Il s’ensuit que les faits invoqués dans la lettre de licenciement sont non seulement établis mais qu’en outre ils caractérisent bien une insuffisance professionnelle de C X.
La cour dit que ces faits sont incompatibles avec la poursuite de la collaboration de C X et justifient dès lors la rupture de son contrat de travail.
En conséquence, le jugement déféré sera confirmé en ce qu’il a dit que le licenciement pour insuffisance professionnelle de C X repose sur une cause réelle et sérieuse et en ce qu’il l’a déboutée de sa demande à titre de dommages et intérêts pour licenciement sans cause réelle et sérieuse.

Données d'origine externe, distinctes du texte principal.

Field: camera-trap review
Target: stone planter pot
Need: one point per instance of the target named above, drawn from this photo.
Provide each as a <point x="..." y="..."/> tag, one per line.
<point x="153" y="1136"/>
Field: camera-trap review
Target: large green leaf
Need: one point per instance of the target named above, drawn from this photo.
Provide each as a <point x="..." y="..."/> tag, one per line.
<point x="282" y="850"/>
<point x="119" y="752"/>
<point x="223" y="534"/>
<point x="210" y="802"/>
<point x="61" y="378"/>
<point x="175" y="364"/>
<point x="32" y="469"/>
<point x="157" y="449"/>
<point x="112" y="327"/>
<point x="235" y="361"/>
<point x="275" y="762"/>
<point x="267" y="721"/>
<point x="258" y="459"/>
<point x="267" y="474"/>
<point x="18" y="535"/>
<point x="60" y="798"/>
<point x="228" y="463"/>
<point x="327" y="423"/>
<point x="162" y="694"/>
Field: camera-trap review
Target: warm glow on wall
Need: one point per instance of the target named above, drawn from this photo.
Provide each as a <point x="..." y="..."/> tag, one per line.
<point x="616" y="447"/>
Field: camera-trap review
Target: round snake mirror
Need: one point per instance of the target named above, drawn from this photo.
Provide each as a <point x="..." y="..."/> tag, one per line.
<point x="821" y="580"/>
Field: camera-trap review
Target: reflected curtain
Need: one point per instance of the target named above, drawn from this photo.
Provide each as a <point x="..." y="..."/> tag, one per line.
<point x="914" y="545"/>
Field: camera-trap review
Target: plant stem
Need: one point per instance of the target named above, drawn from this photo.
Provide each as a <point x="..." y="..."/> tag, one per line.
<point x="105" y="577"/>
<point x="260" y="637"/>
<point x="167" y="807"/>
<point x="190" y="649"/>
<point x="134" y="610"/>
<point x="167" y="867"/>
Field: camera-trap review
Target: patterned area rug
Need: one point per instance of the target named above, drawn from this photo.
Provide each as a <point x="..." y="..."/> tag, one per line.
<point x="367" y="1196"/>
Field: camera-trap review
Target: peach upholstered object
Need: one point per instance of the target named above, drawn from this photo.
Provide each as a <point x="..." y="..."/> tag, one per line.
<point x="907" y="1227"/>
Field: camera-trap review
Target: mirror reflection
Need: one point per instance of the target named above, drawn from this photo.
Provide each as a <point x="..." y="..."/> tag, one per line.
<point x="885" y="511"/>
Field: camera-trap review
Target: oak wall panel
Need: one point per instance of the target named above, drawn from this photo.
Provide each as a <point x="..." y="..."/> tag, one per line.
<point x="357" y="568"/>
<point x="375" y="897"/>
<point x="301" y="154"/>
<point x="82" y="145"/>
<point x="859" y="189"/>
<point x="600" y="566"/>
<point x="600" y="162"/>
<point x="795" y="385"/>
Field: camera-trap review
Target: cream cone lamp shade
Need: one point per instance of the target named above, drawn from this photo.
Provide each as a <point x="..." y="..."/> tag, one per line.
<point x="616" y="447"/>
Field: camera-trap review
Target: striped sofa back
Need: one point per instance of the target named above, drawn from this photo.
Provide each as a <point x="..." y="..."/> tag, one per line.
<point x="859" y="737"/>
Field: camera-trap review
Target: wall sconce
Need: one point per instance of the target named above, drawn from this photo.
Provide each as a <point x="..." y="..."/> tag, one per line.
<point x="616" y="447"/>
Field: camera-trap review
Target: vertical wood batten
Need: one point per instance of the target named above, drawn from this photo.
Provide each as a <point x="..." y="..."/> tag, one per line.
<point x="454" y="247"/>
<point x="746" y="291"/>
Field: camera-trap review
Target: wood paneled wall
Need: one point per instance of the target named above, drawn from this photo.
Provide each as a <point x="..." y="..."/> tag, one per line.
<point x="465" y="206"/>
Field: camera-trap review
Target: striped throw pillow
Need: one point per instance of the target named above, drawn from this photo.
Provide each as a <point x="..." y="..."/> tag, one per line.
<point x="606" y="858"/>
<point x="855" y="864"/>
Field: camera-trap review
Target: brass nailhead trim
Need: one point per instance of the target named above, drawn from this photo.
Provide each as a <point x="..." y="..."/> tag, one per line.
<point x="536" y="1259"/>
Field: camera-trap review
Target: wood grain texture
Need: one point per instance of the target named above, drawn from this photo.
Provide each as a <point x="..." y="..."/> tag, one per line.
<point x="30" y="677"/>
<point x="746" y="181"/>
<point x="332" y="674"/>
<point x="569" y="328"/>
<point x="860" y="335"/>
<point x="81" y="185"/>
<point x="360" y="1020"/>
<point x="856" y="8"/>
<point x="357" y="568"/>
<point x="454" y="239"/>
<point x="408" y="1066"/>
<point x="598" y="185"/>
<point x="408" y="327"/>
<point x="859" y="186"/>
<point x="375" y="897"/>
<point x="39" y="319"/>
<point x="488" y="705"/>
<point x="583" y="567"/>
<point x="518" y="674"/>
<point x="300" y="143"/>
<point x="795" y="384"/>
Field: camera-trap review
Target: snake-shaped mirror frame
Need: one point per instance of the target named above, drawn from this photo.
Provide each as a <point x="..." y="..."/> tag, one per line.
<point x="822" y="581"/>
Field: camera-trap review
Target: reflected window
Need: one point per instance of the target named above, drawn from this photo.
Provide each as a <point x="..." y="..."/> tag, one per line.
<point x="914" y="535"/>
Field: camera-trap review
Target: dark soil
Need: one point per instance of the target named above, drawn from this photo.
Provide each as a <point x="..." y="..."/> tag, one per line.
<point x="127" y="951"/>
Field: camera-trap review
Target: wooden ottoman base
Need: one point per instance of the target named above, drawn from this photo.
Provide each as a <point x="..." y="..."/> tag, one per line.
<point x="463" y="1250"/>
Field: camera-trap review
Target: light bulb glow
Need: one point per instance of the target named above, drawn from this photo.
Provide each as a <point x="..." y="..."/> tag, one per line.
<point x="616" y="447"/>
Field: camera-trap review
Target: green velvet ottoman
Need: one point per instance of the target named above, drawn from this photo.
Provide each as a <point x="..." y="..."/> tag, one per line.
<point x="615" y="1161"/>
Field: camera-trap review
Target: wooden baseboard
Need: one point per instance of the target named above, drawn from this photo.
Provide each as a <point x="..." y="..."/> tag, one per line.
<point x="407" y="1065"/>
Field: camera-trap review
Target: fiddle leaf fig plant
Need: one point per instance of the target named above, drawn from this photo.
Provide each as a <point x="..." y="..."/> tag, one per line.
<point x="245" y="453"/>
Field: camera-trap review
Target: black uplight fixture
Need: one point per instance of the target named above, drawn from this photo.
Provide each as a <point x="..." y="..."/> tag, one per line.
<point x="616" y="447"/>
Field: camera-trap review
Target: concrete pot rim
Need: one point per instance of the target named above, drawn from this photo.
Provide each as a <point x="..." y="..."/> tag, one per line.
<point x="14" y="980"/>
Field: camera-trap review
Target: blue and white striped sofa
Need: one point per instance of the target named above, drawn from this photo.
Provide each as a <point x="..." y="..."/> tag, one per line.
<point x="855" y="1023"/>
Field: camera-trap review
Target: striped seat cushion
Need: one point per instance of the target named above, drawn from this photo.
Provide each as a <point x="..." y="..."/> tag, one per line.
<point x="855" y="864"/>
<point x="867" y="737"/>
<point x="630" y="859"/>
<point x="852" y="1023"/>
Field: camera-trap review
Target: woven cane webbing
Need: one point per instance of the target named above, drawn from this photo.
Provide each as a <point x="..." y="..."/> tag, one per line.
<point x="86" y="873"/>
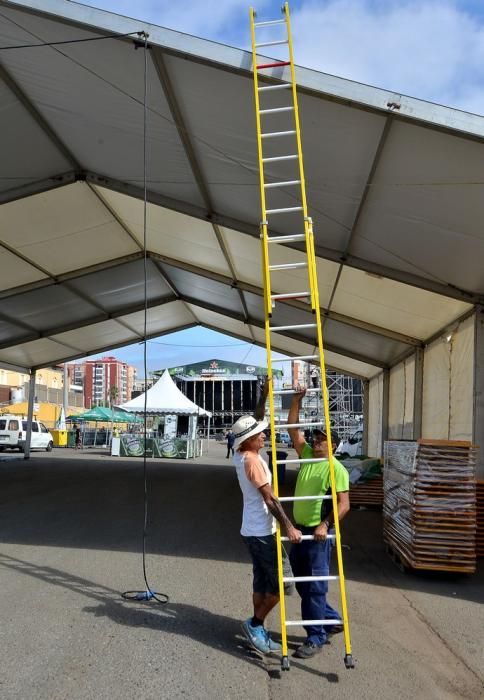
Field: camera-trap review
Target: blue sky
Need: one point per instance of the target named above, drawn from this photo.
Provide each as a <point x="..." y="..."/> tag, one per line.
<point x="430" y="49"/>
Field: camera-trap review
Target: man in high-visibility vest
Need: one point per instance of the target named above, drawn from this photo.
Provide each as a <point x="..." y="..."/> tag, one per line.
<point x="312" y="557"/>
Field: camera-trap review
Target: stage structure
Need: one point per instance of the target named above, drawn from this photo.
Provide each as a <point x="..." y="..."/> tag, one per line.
<point x="226" y="389"/>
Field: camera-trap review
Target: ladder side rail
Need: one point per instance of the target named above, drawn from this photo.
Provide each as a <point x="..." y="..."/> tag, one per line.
<point x="268" y="307"/>
<point x="339" y="554"/>
<point x="261" y="164"/>
<point x="299" y="152"/>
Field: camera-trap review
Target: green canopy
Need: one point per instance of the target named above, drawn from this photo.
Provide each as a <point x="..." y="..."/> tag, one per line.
<point x="107" y="415"/>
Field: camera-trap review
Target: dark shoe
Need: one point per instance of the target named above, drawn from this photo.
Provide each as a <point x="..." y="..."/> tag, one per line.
<point x="256" y="636"/>
<point x="307" y="650"/>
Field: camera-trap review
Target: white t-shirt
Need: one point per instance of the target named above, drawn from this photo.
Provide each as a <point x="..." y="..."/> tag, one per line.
<point x="252" y="473"/>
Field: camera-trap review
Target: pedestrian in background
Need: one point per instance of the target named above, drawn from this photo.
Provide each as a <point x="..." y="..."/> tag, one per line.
<point x="230" y="443"/>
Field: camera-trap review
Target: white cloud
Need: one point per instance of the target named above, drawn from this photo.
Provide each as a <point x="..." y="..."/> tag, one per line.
<point x="431" y="49"/>
<point x="222" y="20"/>
<point x="427" y="49"/>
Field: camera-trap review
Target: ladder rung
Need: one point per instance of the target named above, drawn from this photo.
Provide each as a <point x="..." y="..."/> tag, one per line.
<point x="301" y="461"/>
<point x="271" y="43"/>
<point x="288" y="239"/>
<point x="305" y="498"/>
<point x="293" y="327"/>
<point x="283" y="183"/>
<point x="273" y="65"/>
<point x="297" y="357"/>
<point x="312" y="622"/>
<point x="273" y="159"/>
<point x="280" y="86"/>
<point x="273" y="134"/>
<point x="297" y="579"/>
<point x="276" y="110"/>
<point x="309" y="537"/>
<point x="299" y="425"/>
<point x="291" y="295"/>
<point x="269" y="22"/>
<point x="288" y="266"/>
<point x="284" y="210"/>
<point x="294" y="391"/>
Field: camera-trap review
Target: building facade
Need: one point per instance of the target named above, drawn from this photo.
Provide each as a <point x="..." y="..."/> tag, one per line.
<point x="105" y="380"/>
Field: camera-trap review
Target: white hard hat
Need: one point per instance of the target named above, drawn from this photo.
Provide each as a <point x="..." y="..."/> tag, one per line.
<point x="246" y="427"/>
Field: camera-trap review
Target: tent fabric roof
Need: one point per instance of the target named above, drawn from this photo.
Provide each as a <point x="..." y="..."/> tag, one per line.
<point x="99" y="414"/>
<point x="164" y="397"/>
<point x="394" y="188"/>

3 – sur les demandes accessoires
L’équité et les situations économiques respectives des parties justifient qu’il ne soit pas fait
application de l’article 700 du code de procédure civile pour les frais de première instance et d’appel.
Il convient de laisser à chaque partie la charge de ses propres dépens de première instance et d’appel.
PAR CES MOTIFS,
La Cour,
CONFIRME le jugement déféré en ce qu’il a:
— jugé que le licenciement repose sur une insuffisance professionnelle,
— débouté C X de sa demande à titre de dommages et intérêts pour licenciement sans cause réelle et sérieuse,
INFIRME le jugement déféré en toutes ses autres dispositions,
STATUANT sur les chefs infirmés et Y AJOUTANT,
PRONONCE l’annulation des avertissements en date des 16 mai 2014 et 17 novembre 2014,
DIT n’y avoir lieu à application de l’article 700 du code de procédure civile pour les frais de première instance et d’appel,
LAISSE à chaque partie la charge de ses propres dépens de première instance et d’appel.